Wednesday, August 4, 2010

Formulating views on travel, cont.

Perhaps I would appreciate travel more if it weren't for the revolutions in mass communication and globalization.

First, take shopping while abroad. I've had some good experiences, such as with Petit Bateau T-shirts in France, which mercifully run large enough that I was able to fit into a little girl's size at least back in 2002. Yet much of the time, it's been disappointing. I blame globalization in part; a lot of interesting foreign stores have opened branches in the U.S. (I note that the PB site says it has branches in NY and Boston, and another is coming soon to Beverly Hills.) Second, it's increasingly easy to find interesting and unusual things to wear on the Internet. Like every other twenty-eight-year-old lawyer in the country, I get e-mails from Gilt advertising designer clothes at sharply discounted prices every day at noon; there's Etsy for unusual crafty items, both clothing and non-clothing-related; etc. The incentives to leave home get smaller and smaller.

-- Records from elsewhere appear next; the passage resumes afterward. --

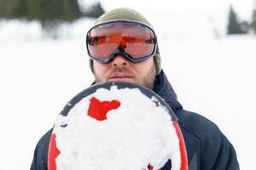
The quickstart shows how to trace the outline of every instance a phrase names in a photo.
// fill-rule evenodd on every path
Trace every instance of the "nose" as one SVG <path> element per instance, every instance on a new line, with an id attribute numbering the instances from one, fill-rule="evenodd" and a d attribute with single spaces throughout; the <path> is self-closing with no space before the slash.
<path id="1" fill-rule="evenodd" d="M 112 61 L 113 66 L 126 66 L 128 65 L 128 60 L 122 54 L 117 54 Z"/>

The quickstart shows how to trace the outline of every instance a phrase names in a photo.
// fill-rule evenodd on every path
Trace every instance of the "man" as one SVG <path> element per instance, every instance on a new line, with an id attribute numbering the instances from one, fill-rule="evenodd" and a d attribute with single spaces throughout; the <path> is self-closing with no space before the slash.
<path id="1" fill-rule="evenodd" d="M 189 170 L 237 170 L 236 151 L 218 128 L 207 118 L 183 109 L 160 67 L 156 35 L 150 23 L 130 8 L 113 9 L 88 31 L 86 45 L 95 83 L 131 82 L 162 97 L 178 117 Z M 51 131 L 38 142 L 31 169 L 47 169 Z M 172 163 L 161 169 L 170 169 Z"/>

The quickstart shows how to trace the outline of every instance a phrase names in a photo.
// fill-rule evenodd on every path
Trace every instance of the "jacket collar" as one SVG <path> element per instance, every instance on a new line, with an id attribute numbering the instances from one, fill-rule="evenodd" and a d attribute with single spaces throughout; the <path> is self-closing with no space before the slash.
<path id="1" fill-rule="evenodd" d="M 153 91 L 163 98 L 174 112 L 183 108 L 163 70 L 155 76 Z"/>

Second, there's eating abroad. Argentinian meat -- what this country is best known for, culinarily -- is good. Yet it's the composed butters that are most amazingly and surprisingly delightful. Everywhere I go, there's butter for bread with something interesting mixed in it -- sundried tomatoes! tarragon! chives! -- etc. Contrast this with the United States, where olive oil (sometimes seasoned, but often not) seems the condiment of choice in trendy restaurants. Going condiment-less altogether also seems increasingly popular, which I find to be a travesty.

Yet again, though, it seems it's increasingly easy to get delicious and varied ethnic foods at home. It's true, I'm a bit unfairly lucky because I live in a part of the country that has an unusually rich array of ethnic dining options. And of course, this is a good development. But it is one that makes travel inherently less interesting.


  1. OK, pardon the comment-hogging... The shopping thing is a pet peeve of mine as well. The only gift I've ever purchased abroad that was really worth getting abroad, as opposed to just a souvenir, was a plastic raven (along these lines) I brought home for my parents from Germany. It really isn't something you can find just anywhere, although of course once you know something exists, you can always order it once you get home. (I brought the raven in a plastic bag on my flight, which I don't recommend. The beak kept poking through.)

    Food is much more of a reason to enjoy travel, I think, because of the foods that just plain don't exist back home (raw-milk cheese comes to mind, as does flan-in-pastry-crust) or does but costs far less abroad (only relevant if you already had to be abroad, or else the flights kind of cancel that out.) I'm sure that in places that aren't boring, old, Western, France, the possibilities are greater still.

    Finally, re: Petit Bateau, they have a sample sale on now in NY, which I suppose isn't much help if you're now in Argentina. Also, their sizing... This is something I've been trying to figure out, as I'm not even an XS in most clothes, yet am apparently a 14-year-old French girl at that store. Having seen 14-year-old French girls, I know my girth and theirs have little in common. This makes me suspect that it's all an elaborate form of vanity sizing, to make French (and why not American) women believe they still wear the same size as they did back in high school. I noticed that they intend the clothes in "teen" sizes for "les adultes," so clearly something fishy is going on. Wonderful t-shirts though.

  2. Please don't worry about comment hogging! I think probably everyone alive who writes on the Internet enjoys comments...

    I agree with you that the children's sizing gimmick is weird. Your explanation's as compelling as anything that I can think of.